The nude in painting is as nauseous as adultery in literature.
To explain this last article: There is nothing immoral in our eyes, it is the monotony of nudity that we fight against. Painters possessed of the desire to display on canvas the bodies of the women with whom they are in love have transformed picture exhibitions into galleries of portraits of disreputables. We demand for the next ten years the absolute suppression of the nude in painting.
The first exhibition of Futurist paintings in London was at the Sackville Gallery in March, 1912.
The painters printed by way of preface to the little catalogue a statement of their beliefs and aims. From this statement the following paragraphs are taken:
“We are young and our art is violently revolutionary.”
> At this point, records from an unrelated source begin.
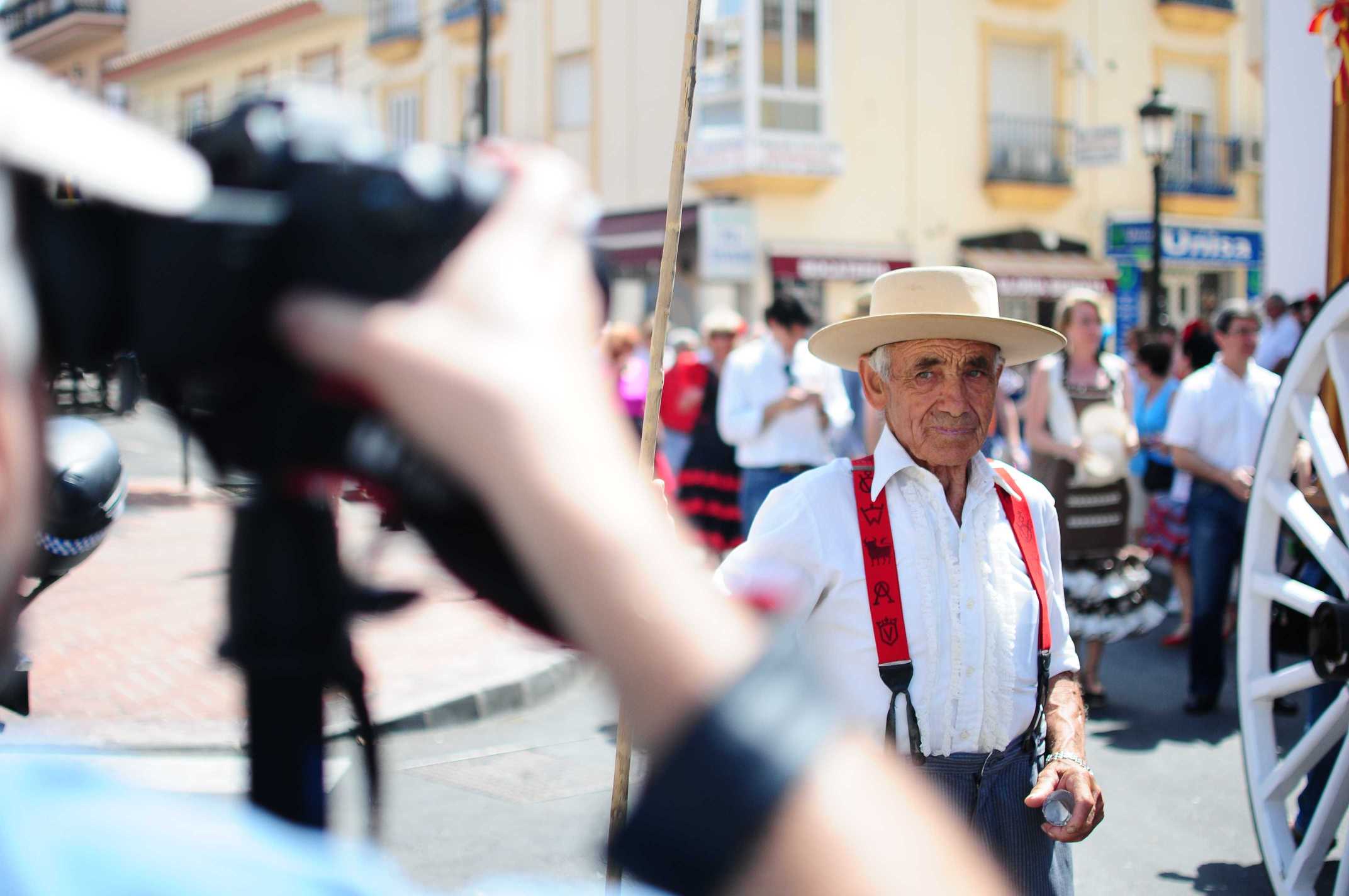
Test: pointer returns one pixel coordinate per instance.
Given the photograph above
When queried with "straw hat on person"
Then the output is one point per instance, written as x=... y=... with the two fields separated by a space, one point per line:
x=934 y=303
x=1104 y=430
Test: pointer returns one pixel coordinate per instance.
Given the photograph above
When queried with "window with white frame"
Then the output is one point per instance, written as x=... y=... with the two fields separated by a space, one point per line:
x=253 y=82
x=573 y=92
x=469 y=104
x=194 y=111
x=402 y=116
x=763 y=56
x=1026 y=141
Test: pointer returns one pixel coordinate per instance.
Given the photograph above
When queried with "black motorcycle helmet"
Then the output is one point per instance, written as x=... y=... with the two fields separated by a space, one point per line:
x=87 y=490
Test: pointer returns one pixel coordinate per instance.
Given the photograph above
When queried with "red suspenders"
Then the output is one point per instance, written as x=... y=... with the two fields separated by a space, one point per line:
x=883 y=586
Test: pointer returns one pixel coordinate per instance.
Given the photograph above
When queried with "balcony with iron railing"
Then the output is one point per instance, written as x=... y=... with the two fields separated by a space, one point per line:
x=1029 y=161
x=396 y=30
x=62 y=23
x=1204 y=16
x=464 y=16
x=1200 y=174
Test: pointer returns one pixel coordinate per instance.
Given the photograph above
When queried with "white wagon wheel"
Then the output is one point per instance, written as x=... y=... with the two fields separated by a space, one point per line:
x=1274 y=776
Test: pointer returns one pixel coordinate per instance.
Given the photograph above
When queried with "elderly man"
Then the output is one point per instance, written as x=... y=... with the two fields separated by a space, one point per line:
x=927 y=581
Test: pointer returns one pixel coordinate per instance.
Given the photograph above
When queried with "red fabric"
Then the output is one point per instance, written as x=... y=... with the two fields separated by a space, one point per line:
x=883 y=575
x=705 y=508
x=681 y=398
x=667 y=475
x=1019 y=515
x=708 y=479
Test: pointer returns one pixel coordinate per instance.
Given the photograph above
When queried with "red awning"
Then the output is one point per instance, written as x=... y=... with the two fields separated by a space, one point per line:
x=832 y=267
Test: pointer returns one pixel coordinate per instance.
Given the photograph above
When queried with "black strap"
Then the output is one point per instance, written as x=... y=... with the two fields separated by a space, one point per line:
x=898 y=676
Speaking of the Cubists and Post-Impressionists generally:
“While we admire the heroism of these painters of great worth, who have displayed a laudable contempt for artistic commercialism and a powerful hatred of academism, we feel ourselves and we declare ourselves to be absolutely opposed to their art.
“They obstinately continue to paint objects motionless, frozen, and all the static aspects of nature; they worship the traditionalism of Poussin, of Ingres, of Corot, ageing and petrifying their art with an obstinate attachment to the past, which to our eyes remains totally incomprehensible.
“We, on the contrary, with points of view pertaining essentially to the future, seek for a style of motion, a thing which has never been attempted before us.